Detak jantung ibu yang cepat dapat mempengaruhi detak jantung janin. Ketika ibu hamil mengalami gejala iskemia dan hipoksia, maka akan menyebabkan jantung berdetak lebih cepat. Pada saat ini, janin dipengaruhi oleh penurunan suplai darah ke jantung ibu, dan mungkin juga kekurangan suplai darah dan oksigen, yang dapat menyebabkan gejala detak jantung yang cepat. Jika ibu menderita lesi organik, juga dapat menyebabkan detak jantung yang cepat, yang pada gilirannya mempengaruhi detak jantung janin, Anda perlu melakukan elektrokardiogram, USG jantung, dan pemeriksaan terkait lainnya untuk mengidentifikasi penyebab penyakit, dan secara aktif mengobati penyakit aslinya.
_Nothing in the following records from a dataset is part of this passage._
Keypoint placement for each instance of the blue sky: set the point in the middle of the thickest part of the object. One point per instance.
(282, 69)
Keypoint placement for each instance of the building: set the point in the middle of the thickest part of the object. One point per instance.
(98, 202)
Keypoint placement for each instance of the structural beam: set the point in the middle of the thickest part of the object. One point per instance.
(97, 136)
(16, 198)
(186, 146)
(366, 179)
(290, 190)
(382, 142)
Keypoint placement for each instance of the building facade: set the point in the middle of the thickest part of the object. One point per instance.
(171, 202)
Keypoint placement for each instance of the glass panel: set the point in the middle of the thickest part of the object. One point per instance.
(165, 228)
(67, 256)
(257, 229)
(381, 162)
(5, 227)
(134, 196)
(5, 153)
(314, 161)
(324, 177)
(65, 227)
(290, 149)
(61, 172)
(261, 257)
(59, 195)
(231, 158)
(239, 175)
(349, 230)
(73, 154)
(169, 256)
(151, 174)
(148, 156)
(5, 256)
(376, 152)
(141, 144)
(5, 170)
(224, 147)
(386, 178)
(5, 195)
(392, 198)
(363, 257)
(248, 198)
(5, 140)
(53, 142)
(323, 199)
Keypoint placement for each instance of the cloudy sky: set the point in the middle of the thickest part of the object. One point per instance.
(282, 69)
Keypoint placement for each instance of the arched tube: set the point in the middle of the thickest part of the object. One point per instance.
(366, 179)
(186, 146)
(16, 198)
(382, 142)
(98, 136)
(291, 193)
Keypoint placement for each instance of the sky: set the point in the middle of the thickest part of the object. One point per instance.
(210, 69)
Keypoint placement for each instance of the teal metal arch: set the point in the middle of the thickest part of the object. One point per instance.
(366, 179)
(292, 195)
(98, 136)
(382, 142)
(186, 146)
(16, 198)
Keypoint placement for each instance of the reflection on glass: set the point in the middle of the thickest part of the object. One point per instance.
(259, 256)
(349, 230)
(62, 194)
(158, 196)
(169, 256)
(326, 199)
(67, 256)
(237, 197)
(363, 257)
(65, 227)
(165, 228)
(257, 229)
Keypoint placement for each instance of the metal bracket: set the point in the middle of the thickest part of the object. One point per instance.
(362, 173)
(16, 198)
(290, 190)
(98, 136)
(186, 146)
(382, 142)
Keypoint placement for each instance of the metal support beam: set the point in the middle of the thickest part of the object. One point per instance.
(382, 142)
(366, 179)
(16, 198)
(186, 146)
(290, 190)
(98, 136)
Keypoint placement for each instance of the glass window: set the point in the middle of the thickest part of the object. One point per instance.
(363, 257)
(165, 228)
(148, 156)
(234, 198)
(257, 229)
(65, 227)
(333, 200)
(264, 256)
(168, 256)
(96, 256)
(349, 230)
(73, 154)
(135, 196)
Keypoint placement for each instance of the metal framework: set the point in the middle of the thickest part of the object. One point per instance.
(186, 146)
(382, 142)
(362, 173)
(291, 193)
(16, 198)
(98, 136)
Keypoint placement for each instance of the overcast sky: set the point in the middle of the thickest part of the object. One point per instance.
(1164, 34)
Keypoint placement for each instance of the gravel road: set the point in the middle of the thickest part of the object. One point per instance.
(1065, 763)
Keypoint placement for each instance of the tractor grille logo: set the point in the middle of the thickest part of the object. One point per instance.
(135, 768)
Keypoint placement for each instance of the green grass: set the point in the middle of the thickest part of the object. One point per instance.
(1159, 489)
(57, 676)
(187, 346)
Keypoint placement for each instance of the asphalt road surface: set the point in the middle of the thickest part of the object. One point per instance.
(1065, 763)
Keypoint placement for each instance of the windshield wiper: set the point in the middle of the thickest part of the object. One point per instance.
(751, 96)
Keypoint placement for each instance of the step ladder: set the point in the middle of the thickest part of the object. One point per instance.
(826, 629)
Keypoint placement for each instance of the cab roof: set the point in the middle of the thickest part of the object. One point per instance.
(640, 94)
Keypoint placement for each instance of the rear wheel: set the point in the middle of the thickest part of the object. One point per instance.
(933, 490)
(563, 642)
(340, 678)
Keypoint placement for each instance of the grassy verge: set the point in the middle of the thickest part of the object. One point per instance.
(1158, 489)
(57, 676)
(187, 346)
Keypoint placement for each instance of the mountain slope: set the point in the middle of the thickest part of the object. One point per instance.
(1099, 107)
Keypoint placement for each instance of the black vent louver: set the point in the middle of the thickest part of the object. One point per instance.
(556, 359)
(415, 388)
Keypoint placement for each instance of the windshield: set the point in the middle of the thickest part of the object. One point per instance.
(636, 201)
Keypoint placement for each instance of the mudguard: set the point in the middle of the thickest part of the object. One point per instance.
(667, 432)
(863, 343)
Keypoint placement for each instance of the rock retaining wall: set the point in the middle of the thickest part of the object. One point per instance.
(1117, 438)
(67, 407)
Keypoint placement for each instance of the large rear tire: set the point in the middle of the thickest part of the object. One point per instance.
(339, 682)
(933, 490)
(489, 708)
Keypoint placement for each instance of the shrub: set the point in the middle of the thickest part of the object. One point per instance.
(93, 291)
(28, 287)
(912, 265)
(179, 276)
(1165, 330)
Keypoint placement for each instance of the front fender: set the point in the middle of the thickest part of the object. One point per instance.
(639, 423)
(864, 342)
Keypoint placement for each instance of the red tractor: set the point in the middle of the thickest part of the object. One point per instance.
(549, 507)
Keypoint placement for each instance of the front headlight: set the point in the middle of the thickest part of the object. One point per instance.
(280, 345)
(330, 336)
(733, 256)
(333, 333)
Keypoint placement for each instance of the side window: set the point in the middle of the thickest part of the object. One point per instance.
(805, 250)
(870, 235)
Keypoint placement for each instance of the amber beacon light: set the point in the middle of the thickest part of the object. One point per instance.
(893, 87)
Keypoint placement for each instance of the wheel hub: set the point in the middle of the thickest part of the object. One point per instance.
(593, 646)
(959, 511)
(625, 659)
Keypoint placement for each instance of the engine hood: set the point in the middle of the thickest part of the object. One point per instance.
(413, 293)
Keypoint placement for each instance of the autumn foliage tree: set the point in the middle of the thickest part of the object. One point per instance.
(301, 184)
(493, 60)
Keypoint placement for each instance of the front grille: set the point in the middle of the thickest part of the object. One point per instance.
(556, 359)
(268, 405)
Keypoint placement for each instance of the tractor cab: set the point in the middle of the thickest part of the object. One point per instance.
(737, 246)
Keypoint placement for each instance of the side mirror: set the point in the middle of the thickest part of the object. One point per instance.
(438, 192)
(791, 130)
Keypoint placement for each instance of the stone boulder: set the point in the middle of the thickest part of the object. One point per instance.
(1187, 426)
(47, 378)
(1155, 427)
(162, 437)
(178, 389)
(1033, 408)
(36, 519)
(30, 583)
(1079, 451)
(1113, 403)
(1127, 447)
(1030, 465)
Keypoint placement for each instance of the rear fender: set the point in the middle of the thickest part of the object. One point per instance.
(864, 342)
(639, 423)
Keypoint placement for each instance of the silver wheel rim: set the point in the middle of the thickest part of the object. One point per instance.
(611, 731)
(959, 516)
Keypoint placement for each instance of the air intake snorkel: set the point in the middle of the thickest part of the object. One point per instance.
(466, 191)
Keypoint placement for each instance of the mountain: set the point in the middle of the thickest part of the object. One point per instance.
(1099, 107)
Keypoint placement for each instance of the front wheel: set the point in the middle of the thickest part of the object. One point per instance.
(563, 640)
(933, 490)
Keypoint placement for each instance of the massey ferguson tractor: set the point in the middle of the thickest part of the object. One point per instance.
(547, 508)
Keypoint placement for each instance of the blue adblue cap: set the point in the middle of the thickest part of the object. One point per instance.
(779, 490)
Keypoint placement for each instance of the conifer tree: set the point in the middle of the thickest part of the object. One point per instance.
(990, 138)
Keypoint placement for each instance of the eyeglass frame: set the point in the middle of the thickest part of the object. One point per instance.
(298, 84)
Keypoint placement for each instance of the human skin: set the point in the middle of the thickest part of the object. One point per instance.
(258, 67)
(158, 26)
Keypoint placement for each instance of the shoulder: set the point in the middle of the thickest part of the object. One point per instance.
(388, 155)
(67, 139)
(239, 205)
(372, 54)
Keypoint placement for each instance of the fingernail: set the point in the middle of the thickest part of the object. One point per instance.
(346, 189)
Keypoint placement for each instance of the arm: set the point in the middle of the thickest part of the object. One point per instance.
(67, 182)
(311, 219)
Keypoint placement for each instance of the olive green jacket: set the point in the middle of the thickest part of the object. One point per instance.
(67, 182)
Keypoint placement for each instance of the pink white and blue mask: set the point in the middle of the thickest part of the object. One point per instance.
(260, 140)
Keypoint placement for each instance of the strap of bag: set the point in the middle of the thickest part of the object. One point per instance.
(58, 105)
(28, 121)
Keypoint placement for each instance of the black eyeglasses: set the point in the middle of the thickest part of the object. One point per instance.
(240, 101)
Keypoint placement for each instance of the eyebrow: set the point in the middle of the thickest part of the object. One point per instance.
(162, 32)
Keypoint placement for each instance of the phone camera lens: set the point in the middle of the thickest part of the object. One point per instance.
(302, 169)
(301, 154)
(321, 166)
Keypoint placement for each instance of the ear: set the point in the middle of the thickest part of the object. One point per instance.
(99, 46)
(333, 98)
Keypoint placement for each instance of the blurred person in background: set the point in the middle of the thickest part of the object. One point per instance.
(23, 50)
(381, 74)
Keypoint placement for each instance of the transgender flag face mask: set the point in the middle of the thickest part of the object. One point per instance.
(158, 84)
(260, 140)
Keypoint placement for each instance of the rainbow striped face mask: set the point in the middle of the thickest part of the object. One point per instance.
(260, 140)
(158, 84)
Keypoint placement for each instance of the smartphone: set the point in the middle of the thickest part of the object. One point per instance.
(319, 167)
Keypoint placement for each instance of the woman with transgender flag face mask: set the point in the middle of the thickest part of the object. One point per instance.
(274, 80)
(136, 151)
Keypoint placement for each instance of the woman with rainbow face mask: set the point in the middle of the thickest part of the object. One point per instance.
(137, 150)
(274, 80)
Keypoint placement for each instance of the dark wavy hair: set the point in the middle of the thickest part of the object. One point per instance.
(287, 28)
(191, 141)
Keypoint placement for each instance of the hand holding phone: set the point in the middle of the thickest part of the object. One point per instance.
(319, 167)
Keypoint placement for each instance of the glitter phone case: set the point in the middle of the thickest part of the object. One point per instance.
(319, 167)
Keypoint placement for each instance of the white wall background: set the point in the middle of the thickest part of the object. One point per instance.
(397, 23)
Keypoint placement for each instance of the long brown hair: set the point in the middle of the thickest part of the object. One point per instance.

Ibu hamil harus menjaga rutinitas yang teratur dan cukup tidur, hindari begadang, jaga suasana hati tetap rileks, hindari stres dan cemas, makan makanan yang ringan dan jangan minum alkohol. Ibu hamil harus pergi ke rumah sakit secara teratur tepat waktu jika merasa tidak enak badan atau jika janin berkembang secara tidak normal, sehingga dapat mengidentifikasi penyebab penyakit di bawah bimbingan dokter dan mengobati gejalanya untuk menghindari penundaan kondisi.